In clinical studies, hypersensitivity reactions occurred more frequently in patients receiving oral cladribine at a cumulative dose of 3.5 mg/kg (11.8%) compared to placebo-treated patients (8.4%). Serious hypersensitivity reactions were observed in 0.3% of cladribine-treated patients and were not observed in placebo-treated patients. Hypersensitivity reactions led to discontinuation of treatment in 0.4% of cladribine-treated patients and in 0.3% of placebo-treated patients.

Liver injury

During post-marketing surveillance, uncommon cases of liver injury, including serious cases and cases leading to treatment discontinuation, temporally associated with the use of the medicinal product have been reported. Transient increases in serum transaminase levels typically exceeded the upper limit of normal (ULN) by more than 5 times. Isolated cases of transient increases in serum transaminase levels up to 40 times above ULN and/or symptomatic hepatitis with transient increases in bilirubin and jaundice have been observed. These events occurred at various time intervals after initiation of treatment, but most cases were observed within 8 weeks after the first treatment course (see section "Dosage and administration").

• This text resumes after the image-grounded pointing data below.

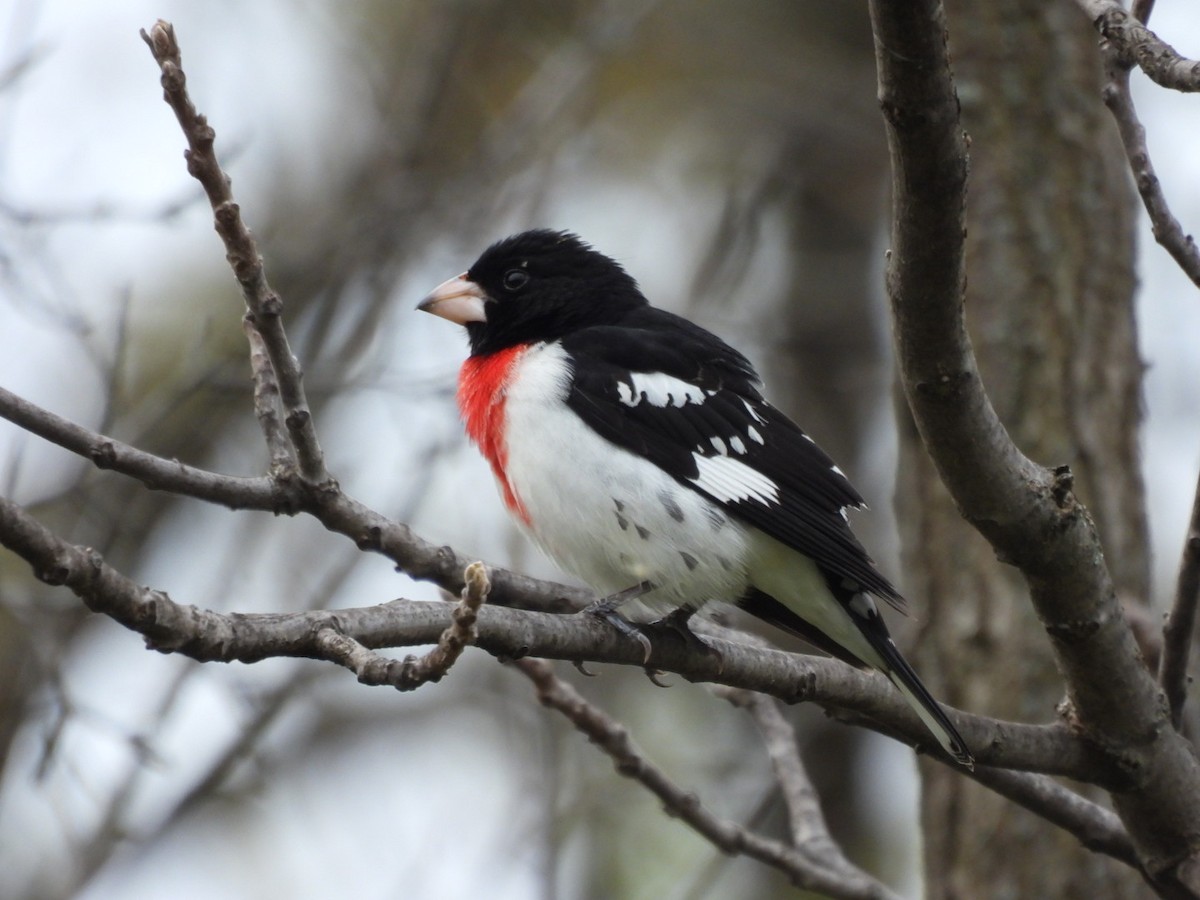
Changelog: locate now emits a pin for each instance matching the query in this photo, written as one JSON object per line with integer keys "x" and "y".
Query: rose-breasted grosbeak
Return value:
{"x": 635, "y": 447}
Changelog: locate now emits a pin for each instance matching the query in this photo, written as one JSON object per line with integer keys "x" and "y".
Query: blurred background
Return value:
{"x": 730, "y": 155}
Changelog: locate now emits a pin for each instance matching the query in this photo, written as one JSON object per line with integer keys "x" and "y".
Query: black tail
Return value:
{"x": 894, "y": 666}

Reporting of suspected adverse reactions

Reporting of adverse reactions after marketing authorization is important. It allows continuous monitoring of the benefit-risk balance of the medicinal product. Medical and pharmaceutical professionals, as well as patients or their legal representatives, should report all suspected adverse reactions and lack of efficacy through the Automated Pharmacovigilance Information System at: https://aisf.dec.gov.ua.

Shelf life. 2 years.

Storage conditions

Store in the original packaging to protect from moisture. Keep out of reach of children.

Packaging

1 tablet in a blister, 1 blister in a cardboard box.

Prescription status. Prescription only.

Manufacturer.

Haupt Pharma Amareg GmbH.

Manufacturer's address and location of operations

Donaustraße 378, Schwabelweis, Regensburg, Bavaria, 93055, Germany.